I’m not the only one who thinks Honor might be trying to achieve the impossible by putting a robot inside a phone. The company also isn’t sure it will work. It went to a micro motor company, which told Honor it couldn’t help, Bai said.

However, Honor must be alone. It realized that the motor must meet two standards, said Bai. “One is very light, and the second is very strong.” That rang a bell, he added, “because it was the same challenge we faced when we built the foldable hinges.”

Robot Phone

The Robot Phone is a feat of engineering.

Katie Collins/CNET

In that sense, Honor’s foldable phones are like brand new Magic V6walking so that the Robot Phone can run (or at least spin on a three-axis gimbal). The same material used by Honor for its folding hinges — super steel and titanium alloy — is now inside the micro motor, which is 70% smaller than anything currently available on the market.

This isn’t the hardest part of building the Robot Phone. “Space is the ultimate challenge, because inside a flagship smartphone, every millimeter counts,” Bai said.
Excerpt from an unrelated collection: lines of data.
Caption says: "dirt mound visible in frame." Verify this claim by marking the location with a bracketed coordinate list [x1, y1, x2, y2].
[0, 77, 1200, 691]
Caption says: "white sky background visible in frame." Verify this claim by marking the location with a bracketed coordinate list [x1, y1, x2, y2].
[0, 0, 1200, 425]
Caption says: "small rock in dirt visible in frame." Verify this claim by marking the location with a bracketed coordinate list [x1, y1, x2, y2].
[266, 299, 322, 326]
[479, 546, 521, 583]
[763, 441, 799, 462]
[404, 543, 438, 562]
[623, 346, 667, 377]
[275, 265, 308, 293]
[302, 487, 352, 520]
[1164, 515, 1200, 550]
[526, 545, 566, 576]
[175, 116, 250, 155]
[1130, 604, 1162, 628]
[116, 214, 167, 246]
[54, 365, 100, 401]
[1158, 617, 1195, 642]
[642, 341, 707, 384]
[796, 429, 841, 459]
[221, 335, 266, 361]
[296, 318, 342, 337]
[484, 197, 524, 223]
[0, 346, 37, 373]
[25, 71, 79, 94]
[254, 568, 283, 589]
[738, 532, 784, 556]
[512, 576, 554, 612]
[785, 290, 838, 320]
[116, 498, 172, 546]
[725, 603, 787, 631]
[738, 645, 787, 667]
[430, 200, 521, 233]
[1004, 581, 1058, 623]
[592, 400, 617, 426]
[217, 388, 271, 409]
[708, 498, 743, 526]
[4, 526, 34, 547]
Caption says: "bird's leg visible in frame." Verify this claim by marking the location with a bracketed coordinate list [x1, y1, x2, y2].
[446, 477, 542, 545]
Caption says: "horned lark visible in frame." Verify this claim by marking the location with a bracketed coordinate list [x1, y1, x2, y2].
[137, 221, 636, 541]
Despite this, Honor does not need to make any compromises, he added.

“Everyone says, if you want to put a gimbal on a phone, you have to sacrifice battery life,” Bai said. Once again, the skill Honor has got in making the ultra-thin, ultra-hungry foldables is at play here. It’s the same tech silicon-carbon battery that the power of the V6 is inside the Robot Phone.

The target market for the Robot Phone, which Honor wants to start selling in the second half of this year, is clearly content creators; the type of people who currently use a DJI Osmo Pocket. It certainly gets their attention — nobody wants to carry two devices when one does — but people who own Osmos tend to have high standards for image quality.

Will Robot Phone be able to pair with Osmo? “Sure,” said Bai. “We are very confident about our video quality.” He pointed to the newly announced partnership with Honor Arri, a camera company loved by cinematographers for its pro-level shooting, as well as the current capabilities of the company’s phone camera. “It will all be implemented inside the Robot Phone,” he said.

The 200-megapixel sensor, combined with stabilization and what Honor calls AI Spinshot (intelligent 90- and 180-degree rotational movement for fluid, cinematic transitions) is excellent, but we have to put it to the test ourselves to be sure.

In my short demo time with the phone, I can say that it was definitely able to swivel fast enough to follow me as I moved, and I definitely appreciated the compliments it gave me not only on my hair, but on my outfit, which it said was ideal for a slightly cold and cloudy day in Barcelona.

At the end of my demo, while the Robot Phone and I were dancing next to the Believers by Imagine DragonsI almost felt like we were friends. It certainly wouldn’t have been my first choice of song, but that’s the part of true friendship – you sometimes have to accept each other’s bad taste in music in order to bond.